That's it. After this, all messages you receive will be sent through the bayesian filter. If it detects a spam message it will add the header line X-Bayesian-Spam: Yes to the message. Otherwise, the header line X-Bayesian-Spam: No is added. The ~/.procmailrc file will then deposit any messages with the spam header to the ~/mail/junk/spam folder and leave all your legitimate messages in your default mail spool. Extra header lines containing the actual bayesian value calculated for the message as well as the words that sparked the bayesian filter's "interest" can also be generated by setting the verbose_hdr parameter in your ~/.buryspamrc file to true.

Important Notes

False positives (legitimate messages which get filtered as spam), while very, very rare, can still occur. As a result it is a good idea to occasionally go through your spam folder and see if any legitimate messages accidentally got mis-filtered. If you do find such mis-filtered messages, move them back to a folder in one of you legitimate mail directories and re-initialize the word probability database (i.e. re-run buryspam.rb --init).
If you had a reasonable collection of spam messages when you started bayesian filtering, it should not be necessary to regenerate the word probability database too often. As a rule of thumb you may want to regenerate the database whenever new variants of spam messages start to seep through the filter. Because the regeneration of the word probability database can consume significant resources, it is a good idea to do so only during off-peak hours.
Generally speaking, you should not delete spam messages. They can be used again the next time you regenerate your word database. The more spam you have, the more resilient the filter becomes the next time you regenerate the word probability database.

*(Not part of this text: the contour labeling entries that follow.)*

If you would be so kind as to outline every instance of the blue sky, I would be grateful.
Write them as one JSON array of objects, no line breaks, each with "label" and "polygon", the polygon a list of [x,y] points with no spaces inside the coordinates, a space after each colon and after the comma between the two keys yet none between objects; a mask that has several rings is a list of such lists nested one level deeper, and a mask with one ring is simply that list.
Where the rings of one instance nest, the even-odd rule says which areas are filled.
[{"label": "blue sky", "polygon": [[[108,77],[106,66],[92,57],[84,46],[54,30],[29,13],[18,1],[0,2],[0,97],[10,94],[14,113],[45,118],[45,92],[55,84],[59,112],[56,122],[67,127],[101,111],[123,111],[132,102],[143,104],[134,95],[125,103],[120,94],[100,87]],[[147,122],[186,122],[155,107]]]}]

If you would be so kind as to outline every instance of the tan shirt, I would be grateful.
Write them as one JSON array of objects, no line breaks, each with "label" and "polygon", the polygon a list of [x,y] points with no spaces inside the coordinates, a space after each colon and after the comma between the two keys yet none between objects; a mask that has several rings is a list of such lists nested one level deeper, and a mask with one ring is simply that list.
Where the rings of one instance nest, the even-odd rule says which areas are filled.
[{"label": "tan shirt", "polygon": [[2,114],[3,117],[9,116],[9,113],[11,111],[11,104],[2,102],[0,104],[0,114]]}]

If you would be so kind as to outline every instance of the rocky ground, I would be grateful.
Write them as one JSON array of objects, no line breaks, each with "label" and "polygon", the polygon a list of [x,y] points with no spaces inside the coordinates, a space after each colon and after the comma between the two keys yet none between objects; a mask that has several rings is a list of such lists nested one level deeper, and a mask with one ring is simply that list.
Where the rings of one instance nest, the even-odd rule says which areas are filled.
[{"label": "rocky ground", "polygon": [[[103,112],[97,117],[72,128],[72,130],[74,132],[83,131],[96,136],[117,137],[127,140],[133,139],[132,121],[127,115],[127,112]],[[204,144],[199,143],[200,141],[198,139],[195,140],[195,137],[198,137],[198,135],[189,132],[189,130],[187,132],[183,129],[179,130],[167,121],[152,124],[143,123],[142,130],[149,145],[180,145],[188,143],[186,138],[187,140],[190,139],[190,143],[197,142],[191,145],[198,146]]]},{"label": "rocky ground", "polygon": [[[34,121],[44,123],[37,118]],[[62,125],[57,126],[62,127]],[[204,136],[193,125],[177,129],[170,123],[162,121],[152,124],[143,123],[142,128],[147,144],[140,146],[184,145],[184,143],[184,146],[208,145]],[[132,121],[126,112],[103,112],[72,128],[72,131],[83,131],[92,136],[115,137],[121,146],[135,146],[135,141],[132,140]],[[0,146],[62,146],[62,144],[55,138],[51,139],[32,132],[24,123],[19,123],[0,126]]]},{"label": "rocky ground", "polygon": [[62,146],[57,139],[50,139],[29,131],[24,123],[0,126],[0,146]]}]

In order to make subsequent regenerations of the word database fast, the program generates a cache of word counts for each mail folder that it encounters during its initial scan. By default, these files are located in a subdirectory of the directory containing the word database file. During subsequent reinitializations of the word probability database, these caches are consulted and used if the corresponding mail folder has not changed.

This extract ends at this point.